Beefy Boxes and Bandwidth Generously Provided by pair Networks
Welcome to the Monastery
 
PerlMonks  

Understanding transformation sorts (ST, GRT), the details

by 5mi11er (Deacon)
on May 17, 2005 at 20:27 UTC ( #457993=perltutorial: print w/ replies, xml ) Need Help??

Let me start by saying that while I understood in theory what was happening in the Schwartzian and Guttman Rosler Transformations, I had a difficult time understanding the the details of how the magic "map sort map" incantations actually worked.

I had read the requisite articles scattered around the Monastery, especially Advanced Sorting - GRT - Guttman Rosler Transform and Choosing the right sort (Or: WUDsamatter?) and fast, flexible, stable sort.
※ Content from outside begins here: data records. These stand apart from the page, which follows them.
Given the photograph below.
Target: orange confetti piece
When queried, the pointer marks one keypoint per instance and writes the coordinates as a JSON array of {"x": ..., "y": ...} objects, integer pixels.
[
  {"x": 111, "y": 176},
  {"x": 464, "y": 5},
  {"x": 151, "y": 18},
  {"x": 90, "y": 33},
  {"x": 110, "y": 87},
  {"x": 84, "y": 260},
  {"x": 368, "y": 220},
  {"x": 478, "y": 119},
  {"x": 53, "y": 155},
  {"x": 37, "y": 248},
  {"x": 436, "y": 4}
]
From tye's reputation, and his description in this last node, I'd figured he touched upon something brilliant, but I certainly didn't "get it".

I copied the snippet, filled in the XFORM function, and ran the code manually through the debugger printing what various parts of the sort transformation did, and finally "got it".

Now, I'm pretty intelligent, so I figured that if I hadn't gotten it after reading bunches of the "sort" technique articles around the catacombs, that it would probably help a number of others if I could explain the magic a bit so they might understand what was going on with these transformation techniques.

The basic theory

We take the data we want to sort some particular way, and figure out how to mangle that data such that a standard Perl ascii sort will do the job for us, then unmangle the data such that we get back our original information, except now in sorted order. If you understand this, and have inklings about how to transform the data, but don't understand the details about how it all gets put together, this node is intended specifically for you.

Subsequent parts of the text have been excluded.